The boy alleges the soldiers abused him physically, mentally and sexually.

The boy's lawyers, from the Public Committee Against Torture in Israel and Defense for Children International, are demanding the investigation be resumed, and that a lawyer be present when the boy gives evidence. They base their demand on Israeli legislation on the rights of crime victims.

The Israel Defense Force Spokesman's Office told Haaretz: "In light of the fact that [the presence of a lawyer] is not customary among other investigating authorities, the military investigation unit declined this request."

The boy, who lives near Hebron, was arrested at home on May 26.

He told Haaretz that he was painfully restrained and hit on the way to a detention facility, where a jumper cable was tied to his penis and he was told electricity would be passed through the cable if he did not admit to throwing stones.
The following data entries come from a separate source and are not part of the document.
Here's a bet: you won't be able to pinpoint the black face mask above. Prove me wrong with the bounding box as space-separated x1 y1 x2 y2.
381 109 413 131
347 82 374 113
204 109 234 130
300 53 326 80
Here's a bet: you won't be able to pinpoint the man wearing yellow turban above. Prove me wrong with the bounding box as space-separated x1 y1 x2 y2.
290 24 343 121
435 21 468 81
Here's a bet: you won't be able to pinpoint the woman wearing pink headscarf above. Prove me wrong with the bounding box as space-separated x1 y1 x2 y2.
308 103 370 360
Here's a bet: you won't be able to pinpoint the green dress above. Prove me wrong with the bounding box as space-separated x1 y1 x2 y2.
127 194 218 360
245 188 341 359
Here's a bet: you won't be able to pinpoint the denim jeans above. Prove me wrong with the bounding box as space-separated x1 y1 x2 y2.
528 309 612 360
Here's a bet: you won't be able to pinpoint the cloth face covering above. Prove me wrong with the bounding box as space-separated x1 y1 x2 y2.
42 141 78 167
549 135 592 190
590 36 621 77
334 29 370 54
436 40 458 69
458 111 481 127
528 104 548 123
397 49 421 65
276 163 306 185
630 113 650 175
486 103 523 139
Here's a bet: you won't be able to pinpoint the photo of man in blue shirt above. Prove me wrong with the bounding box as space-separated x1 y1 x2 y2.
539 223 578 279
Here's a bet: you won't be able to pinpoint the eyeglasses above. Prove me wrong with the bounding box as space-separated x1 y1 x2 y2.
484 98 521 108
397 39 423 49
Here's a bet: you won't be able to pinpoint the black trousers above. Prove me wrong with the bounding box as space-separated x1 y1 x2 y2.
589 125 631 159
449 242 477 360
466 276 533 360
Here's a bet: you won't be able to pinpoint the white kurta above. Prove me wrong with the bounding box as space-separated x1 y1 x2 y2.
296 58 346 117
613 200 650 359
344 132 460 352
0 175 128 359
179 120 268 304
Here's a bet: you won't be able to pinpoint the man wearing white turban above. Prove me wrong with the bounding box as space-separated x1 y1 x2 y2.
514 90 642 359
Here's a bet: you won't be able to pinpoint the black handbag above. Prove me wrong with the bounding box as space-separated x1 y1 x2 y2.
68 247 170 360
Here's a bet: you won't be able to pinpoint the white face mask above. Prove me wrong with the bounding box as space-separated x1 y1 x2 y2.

The 2001 law on crime victims' rights provides that victims of violence and sexual offenses have the right to give testimony in the presence of someone of their choosing.

The law does not cover the military investigation unit, but about two years ago, the military prosecutor gave assurances to the Association for Civil Rights in Israel that in practice the military prosecution operates in accordance with the principles of the crime victims law.

However, a military investigator reportedly told a lawyer for Defense for Children International the presence of a lawyer could influence what the boy says and would not be allowed.